Les interprétations sont mitigées, avec des performances qui luttent contre un script qui les sous-développe. Christopher Abbott en Blake porte le film sur ses épaules, capturant la descente physique et émotionnelle d’un père déchiré – sa rage contenue et ses convulsions sont crédibles, mais le rôle reste trop unidimensionnel pour qu’il brille vraiment. Matilda Firth en Ginger apporte une innocence touchante, mais ses dialogues précoces sonnent faux et freinent l’empathie. Sam Jaeger en père absent est fonctionnel, sans plus. Heureusement, Julia Garner en Charlotte échappe au naufrage : malgré un personnage esquissé à gros traits – une femme forte piégée dans un mariage en crise – elle infuse une vulnérabilité nuancée et une détermination farouche qui élève chaque scène. Son regard hanté, ses choix désespérés pour protéger sa fille, transforment ce qui pourrait être un rôle cliché en un pilier émotionnel. Garner navigue les twists avec une intensité subtile, rappelant pourquoi elle excelle dans des rôles complexes ; c’est elle qui sauve le film, injectant une humanité qui manque ailleurs. La conception artistique est l’un des aspects les plus décevants, malgré des choix visuels audacieux. L’esthétique opte pour une palette désaturée, presque monochrome, avec des tons sépia et des éclats de rouge sang pour les attaques – un hommage aux classiques en noir et blanc, mais qui rend le tout trop sombre et indistinct. Les décors, tournés en Nouvelle-Zélande, capturent l’isolement : une ferme rustique aux intérieurs labyrinthiques, une grange oppressante, des landes brumeuses qui jugent les personnages comme une nature impitoyable. Mais le creature-design est un ratage flagrant : au lieu d’un loup-garou féroce, on a une créature humanoïde chauve, avec peu de fourrure, des doigts osseux et un look « malade » inspiré de maladies dégénératives. C’est censé évoquer la tragédie d’un corps qui se décompose, mais ça tombe à plat – trop humanoïde pour terrifier, trop bizarre pour émouvoir. Les prothèses de Tuiten sont techniquement impressionnantes, mais le design est assez ridicule et plombe l’horreur, transformant ce qui devrait être iconique en un monstre oubliable.
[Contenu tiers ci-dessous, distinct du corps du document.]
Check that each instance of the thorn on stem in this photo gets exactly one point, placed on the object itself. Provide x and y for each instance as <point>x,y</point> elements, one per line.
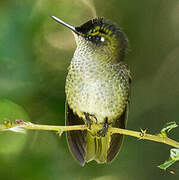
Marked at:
<point>142,133</point>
Conclusion : Wolf Man est une déception qui frustre plus qu’elle effraie. Avec ses bonnes intentions – explorer la parentalité comme une malédiction, la transformation comme une métaphore de la maladie – et quelques idées fortes comme la relecture body horror à la The Fly, le film avait du potentiel pour rugir. Mais Whannell ne retrouve pas la magie de Upgrade ou Invisible Man : le rythme traîne, les thèmes restent en surface, et ce creature-design raté achève de le plomber.